The Hedge and Beyond view
Rewilding our view
This year I have been going round different parts of our bioregion according to the seasons to learn about wild plant medicine with the herbalists Becs and Annwen. A few of us have also been learning about foraging wild food from Ffyona Campbell which has a similar approach of going to different parts of our bioregion according to the seasons. It has been an eye opener, in the sense that it taken some blinkers off that I didn’t even notice I had on.
View from the land, river, and ocean up
Some of our common wild plants and their roots, bark, leaves, flowers, nuts and fruit have what it takes to keep us really healthy, they are all around us.
Sure, you have to go to different places according to the season but going to the beach at mid-summer or the woods in autumn or a spring flower meadow isn’t unappealing, is it?
Going to find the habitats for these wild foods and medicines opened my eyes to the biodiversity that still exists in the southwest, and has given me a new vision of how our home/bioregion/kith could be. It has given me a way of imagining a better way of eating and living from the land, river, and ocean up -from the fungi, mollusc and microrhizae up, not from the human/machine down.
I am not arguing against the shelf view or the view from the field, rather that what we imagine is affected by the lenses we look through and we need to be aware of this. More pointedly, as a grower I came to see the blinkers of a consumerist (shelf) view of local food limited my understanding of both the problems and possibilities for a local food economy. Similarly, learning about wild medicine and food has started to take off some of the blinkers of the productionist (field) view. It is liberating to view reality from multiple views and hold them in creative tension.

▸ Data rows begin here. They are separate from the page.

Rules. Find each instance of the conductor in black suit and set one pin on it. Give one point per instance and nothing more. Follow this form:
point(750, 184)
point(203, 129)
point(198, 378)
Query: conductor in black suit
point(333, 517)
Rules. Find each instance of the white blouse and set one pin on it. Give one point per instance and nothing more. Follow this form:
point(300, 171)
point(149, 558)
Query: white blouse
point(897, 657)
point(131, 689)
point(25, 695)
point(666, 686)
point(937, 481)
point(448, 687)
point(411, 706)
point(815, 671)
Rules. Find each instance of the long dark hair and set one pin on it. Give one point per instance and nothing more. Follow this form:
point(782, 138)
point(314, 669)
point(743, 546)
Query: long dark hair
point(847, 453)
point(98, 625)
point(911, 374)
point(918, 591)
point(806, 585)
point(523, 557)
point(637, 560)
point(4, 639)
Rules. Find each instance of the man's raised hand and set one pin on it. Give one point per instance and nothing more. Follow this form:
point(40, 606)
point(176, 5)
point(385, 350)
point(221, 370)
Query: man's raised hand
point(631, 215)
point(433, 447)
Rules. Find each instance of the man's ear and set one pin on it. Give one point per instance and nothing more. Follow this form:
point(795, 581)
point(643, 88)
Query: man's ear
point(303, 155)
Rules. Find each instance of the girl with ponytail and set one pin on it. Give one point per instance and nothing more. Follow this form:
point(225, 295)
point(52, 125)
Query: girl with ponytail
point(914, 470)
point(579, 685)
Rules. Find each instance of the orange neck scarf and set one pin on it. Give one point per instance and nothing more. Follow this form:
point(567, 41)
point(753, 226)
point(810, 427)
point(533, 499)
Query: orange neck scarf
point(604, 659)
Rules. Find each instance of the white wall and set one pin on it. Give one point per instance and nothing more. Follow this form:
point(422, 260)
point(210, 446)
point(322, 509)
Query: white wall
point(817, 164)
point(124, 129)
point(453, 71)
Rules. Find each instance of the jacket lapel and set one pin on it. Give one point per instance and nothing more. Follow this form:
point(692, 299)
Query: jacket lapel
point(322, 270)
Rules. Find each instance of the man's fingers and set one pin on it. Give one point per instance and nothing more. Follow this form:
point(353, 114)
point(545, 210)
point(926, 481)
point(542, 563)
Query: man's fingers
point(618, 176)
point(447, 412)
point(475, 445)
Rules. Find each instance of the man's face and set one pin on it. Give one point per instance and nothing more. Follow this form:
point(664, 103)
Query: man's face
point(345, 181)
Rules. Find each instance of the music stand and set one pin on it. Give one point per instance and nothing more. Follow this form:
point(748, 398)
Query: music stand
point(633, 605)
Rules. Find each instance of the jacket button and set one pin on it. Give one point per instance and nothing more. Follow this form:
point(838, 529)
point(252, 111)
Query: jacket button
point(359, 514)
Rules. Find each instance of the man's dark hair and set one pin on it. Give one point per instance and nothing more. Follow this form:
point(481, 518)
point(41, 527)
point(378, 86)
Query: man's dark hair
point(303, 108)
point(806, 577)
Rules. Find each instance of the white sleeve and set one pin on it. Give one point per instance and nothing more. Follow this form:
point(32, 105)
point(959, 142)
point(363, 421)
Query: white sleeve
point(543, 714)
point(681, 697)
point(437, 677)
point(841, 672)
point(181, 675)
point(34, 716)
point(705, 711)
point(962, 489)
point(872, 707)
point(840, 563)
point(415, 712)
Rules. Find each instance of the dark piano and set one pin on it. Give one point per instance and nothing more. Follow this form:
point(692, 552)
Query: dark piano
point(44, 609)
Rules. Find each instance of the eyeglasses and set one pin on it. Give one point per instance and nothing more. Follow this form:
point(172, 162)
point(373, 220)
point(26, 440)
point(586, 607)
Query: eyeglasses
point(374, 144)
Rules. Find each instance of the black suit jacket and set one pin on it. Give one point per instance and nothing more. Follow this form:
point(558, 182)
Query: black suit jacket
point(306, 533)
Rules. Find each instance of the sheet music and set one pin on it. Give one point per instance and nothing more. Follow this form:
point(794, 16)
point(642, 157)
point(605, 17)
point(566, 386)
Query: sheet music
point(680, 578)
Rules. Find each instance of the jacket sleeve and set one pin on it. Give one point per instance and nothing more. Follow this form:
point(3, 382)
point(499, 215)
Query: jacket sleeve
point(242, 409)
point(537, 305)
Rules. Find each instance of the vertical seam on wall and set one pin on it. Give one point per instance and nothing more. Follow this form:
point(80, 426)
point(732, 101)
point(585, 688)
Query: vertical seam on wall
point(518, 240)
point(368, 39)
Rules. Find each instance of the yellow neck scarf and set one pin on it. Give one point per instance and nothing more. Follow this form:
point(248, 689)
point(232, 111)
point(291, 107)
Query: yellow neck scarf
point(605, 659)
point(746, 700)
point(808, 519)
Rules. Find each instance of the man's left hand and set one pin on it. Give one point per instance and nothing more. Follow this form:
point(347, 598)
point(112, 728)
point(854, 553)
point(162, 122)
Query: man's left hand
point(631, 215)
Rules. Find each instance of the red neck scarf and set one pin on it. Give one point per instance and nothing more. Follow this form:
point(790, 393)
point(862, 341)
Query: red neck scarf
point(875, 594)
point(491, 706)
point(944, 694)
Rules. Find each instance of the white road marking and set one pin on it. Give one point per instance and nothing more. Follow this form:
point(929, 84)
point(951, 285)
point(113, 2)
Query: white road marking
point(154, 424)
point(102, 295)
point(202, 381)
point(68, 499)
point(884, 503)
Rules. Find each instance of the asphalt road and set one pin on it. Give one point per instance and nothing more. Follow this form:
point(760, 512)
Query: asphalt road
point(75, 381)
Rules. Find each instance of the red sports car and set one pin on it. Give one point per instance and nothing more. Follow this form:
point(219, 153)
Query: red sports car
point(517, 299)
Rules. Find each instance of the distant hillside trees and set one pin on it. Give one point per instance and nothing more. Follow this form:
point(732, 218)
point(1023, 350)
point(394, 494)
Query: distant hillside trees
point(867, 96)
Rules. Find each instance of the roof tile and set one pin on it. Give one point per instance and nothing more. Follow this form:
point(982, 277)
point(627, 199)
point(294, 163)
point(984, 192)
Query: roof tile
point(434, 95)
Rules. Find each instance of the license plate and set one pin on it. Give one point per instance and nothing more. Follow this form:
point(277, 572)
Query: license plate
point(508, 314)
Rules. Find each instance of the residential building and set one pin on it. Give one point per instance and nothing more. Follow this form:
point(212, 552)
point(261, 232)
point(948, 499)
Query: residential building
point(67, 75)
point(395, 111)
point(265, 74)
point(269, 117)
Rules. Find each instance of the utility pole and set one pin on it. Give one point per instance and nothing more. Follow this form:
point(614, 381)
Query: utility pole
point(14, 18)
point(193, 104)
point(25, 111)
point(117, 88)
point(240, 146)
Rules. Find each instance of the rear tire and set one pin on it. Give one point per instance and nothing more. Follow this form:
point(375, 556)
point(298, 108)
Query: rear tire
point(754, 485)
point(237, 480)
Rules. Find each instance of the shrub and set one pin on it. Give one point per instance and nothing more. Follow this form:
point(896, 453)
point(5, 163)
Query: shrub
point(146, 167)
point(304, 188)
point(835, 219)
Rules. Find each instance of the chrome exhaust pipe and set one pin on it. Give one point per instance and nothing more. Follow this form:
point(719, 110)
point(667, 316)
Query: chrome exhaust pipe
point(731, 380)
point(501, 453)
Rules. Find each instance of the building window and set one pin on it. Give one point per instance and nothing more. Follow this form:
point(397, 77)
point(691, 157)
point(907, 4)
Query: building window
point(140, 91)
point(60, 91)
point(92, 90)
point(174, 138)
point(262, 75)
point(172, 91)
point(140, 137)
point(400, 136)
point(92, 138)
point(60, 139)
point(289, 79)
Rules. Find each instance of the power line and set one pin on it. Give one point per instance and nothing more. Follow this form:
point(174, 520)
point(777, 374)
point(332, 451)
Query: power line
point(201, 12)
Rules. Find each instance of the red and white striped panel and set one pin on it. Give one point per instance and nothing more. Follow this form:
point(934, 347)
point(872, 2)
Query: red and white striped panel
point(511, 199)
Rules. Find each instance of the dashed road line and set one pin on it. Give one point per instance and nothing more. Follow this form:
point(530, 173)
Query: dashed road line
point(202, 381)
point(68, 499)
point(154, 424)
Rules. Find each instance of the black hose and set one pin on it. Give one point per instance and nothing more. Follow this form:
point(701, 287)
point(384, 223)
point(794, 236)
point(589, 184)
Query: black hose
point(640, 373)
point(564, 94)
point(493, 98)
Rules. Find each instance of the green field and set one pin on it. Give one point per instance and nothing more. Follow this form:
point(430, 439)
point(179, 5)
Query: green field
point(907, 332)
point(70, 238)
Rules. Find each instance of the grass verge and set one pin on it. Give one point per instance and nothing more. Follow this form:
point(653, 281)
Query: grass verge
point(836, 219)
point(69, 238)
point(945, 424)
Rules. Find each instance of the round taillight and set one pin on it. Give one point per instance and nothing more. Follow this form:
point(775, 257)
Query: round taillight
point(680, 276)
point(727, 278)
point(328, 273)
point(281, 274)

Shared risk and shared harvest, seasonality and diversity
Of course, one could use an awareness and knowledge of wild food and medicine for personal and/or short-term gain. Alternatively, learning from the Community Supported Agriculture principles of: shared risk, shared harvest; and seasonality and diversity, we could develop a more restrained and sustainable of use of our wild friends. In doing so, there is the possibility that we could learn from nature, our local plants, animals, insects, soils and waterways, a better way to share our common habitat.
Is being a locavore something that is defined more by the relationships one has with other inhabitants of a shared habitat than by an abstract concept of ideology?
On a comparative note:
How does going 'organic' look like from these four views?
How well does 'veganism' incorporate these different view points?